O líder do partido trabalhista, Jeremy Corbyn, foi o vencedor da noite. Até há duas semanas, todos previam o pior resultado na história dos trabalhistas e possivelmente a divisão do partido. Corbyn salvou o partido e a sua liderança. Depende apenas dele continuar na liderança do partido até à próxima eleição. O resultado dos trabalhistas também mostrou que um programa radical de esquerda tem apoio popular no Reino Unido e já não se pode excluir que possa mesmo ganhar eleições. A terceira via de Blair foi definitivamente enterrada (vive agora na França de Macron).

O partido nacionalista da Escócia foi o outro derrotado da noite das eleições. Perdeu deputados e deixou de ser a força hegemónica da política escocesa. Os conservadores e até os liberais conseguiram resultados muito positivos a norte da fronteira inglesa. Um segundo referendo para a independência da Escócia parece agora bem mais longínquo. O outro grande derrotado da noite foi o UKIP. Não elegeu nenhum deputado e perdeu grande parte do seu eleitorado. Curiosamente, muito do seu eleitorado, especialmente no norte de Inglaterra, regressou aos trabalhistas.

Neste momento, não é possível entender completamente as implicações das eleições para as negociações Brexit. Podemos, no entanto, retirar algumas conclusões. O Reino Unido sai das eleições muito enfraquecido para negociar com a União Europeia. O início das negociações, previsto para daqui a 10 dias, poderá ser mesmo adiado. A UE está mais unida hoje do que estava ontem. Nenhum governo europeu quererá aliar-se a Londres contra Berlim e Paris. Também sabemos que o possível parceiro dos conservadores, o DUP, é a favor da manutenção do Reino Unido no mercado único e na união aduaneira. Terá poder para alterar a posição do governo conservador?

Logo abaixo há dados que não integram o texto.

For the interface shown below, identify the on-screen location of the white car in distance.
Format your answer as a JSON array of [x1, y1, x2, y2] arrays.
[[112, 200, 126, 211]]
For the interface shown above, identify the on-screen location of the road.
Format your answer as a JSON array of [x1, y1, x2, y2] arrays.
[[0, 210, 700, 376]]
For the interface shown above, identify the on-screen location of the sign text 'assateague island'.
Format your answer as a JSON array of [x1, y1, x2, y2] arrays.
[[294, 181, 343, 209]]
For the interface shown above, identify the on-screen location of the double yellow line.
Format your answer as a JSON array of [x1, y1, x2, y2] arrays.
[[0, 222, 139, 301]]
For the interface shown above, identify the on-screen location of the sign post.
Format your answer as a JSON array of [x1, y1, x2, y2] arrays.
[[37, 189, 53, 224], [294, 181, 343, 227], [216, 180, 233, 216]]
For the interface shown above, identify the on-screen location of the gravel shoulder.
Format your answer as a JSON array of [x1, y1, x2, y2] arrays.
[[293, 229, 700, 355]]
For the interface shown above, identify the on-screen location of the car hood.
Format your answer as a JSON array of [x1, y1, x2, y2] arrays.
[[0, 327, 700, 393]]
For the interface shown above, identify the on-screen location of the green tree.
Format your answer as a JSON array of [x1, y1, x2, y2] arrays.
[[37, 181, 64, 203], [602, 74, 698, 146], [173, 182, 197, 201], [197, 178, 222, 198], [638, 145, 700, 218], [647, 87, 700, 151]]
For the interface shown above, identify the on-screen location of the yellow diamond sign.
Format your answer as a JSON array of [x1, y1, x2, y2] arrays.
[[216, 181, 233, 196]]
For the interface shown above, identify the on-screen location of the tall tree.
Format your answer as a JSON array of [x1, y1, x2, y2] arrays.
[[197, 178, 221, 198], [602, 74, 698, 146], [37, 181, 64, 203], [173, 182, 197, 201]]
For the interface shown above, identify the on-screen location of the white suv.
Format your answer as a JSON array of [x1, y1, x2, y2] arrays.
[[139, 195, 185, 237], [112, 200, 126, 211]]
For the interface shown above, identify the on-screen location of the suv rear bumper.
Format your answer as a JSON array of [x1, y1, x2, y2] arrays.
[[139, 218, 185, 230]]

Por fim, as negociações para o Brexit poderão tornar-se, ironicamente, a salvação para May. Poderá ser obrigada a ficar no n.10 de Downing Street porque ninguém deseja o seu lugar até ao fim das negociações com a UE. Neste caso, talvez se torne muito difícil evitar o “hard Brexit”. Uma May fraca e refém do partido não conseguirá impor uma relação próxima com a UE aos sectores radicais e anti-europeus dos conservadores. Como disse um deputado conservador, a favour da manutenção na EU, durante a campanha do referendo (e mantenho no original): “Brexit is like some horrible curse. It kills everything it touches.” A maldição ainda está longe de ter chegado ao fim.